Kelly puts a poster on buds wall of "Wags  the Perplexed Pup" I had completely forgot about the episode, I mean it was done in 1992 but the moment I saw it I though of Doug Winger, it looks like his work and the time frame is right. I could not find out any info on this and Doug has kind of dropped out of sight. Any though?

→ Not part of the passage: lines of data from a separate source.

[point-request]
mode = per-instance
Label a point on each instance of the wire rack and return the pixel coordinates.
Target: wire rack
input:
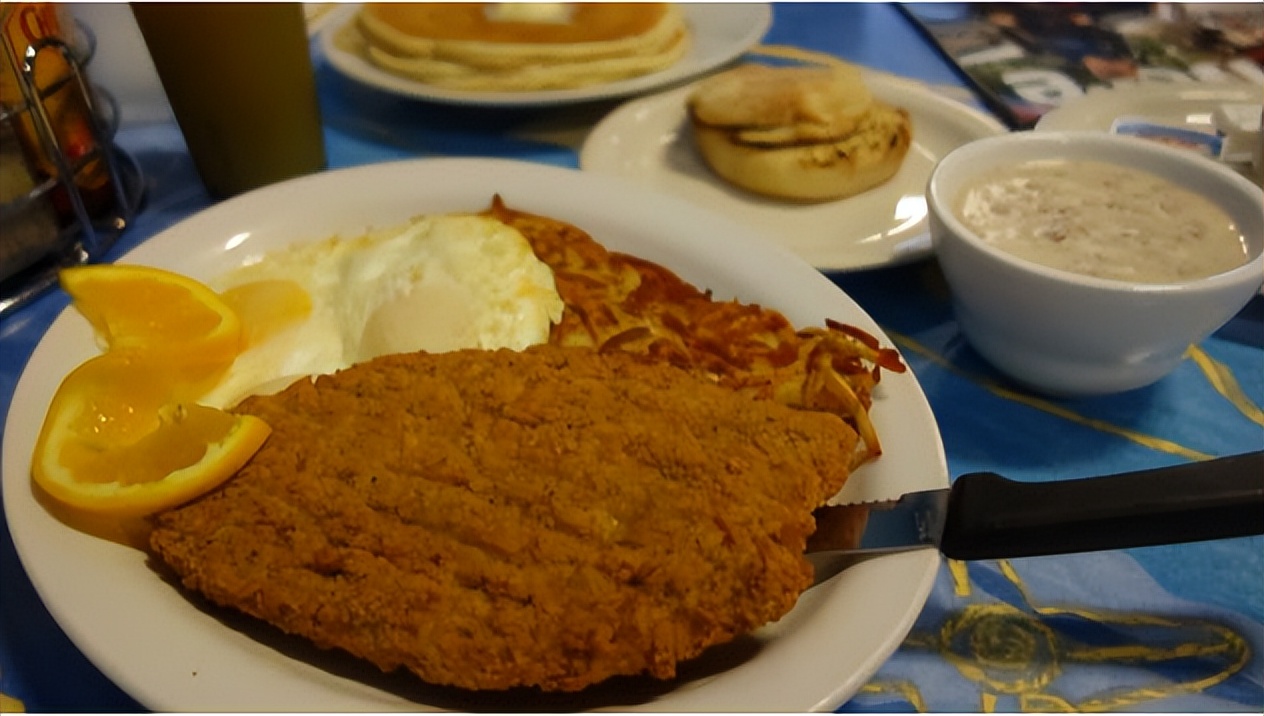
(53, 223)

found a link to screen cap 
http://i118.photobucket.com/albums/o113/Charrio/WagsRef.jpg


Kyofu


----------



## Hir (Feb 1, 2011)

i'm confused


----------



## Zanzi (Feb 1, 2011)

DarkNoctus said:


> i'm confused


That makes two.

OP, what are you saying?


----------



## Monster. (Feb 1, 2011)

OP, proper grammar is a huge must in this forum. Care to get spellcheck to help you out?


----------



## Browder (Feb 1, 2011)

He's asking if a formerly popular fandom artist managed to get his stuff on a mostly unwatched sitcom.

I'd guess no.


----------



## Monster. (Feb 1, 2011)

Browder said:


> He's asking if a formerly popular fandom artist managed to get his stuff on a mostly unwatched sitcom.
> 
> I'd guess no.


 
Thanks for the translation.

And I have to guess no, too.


----------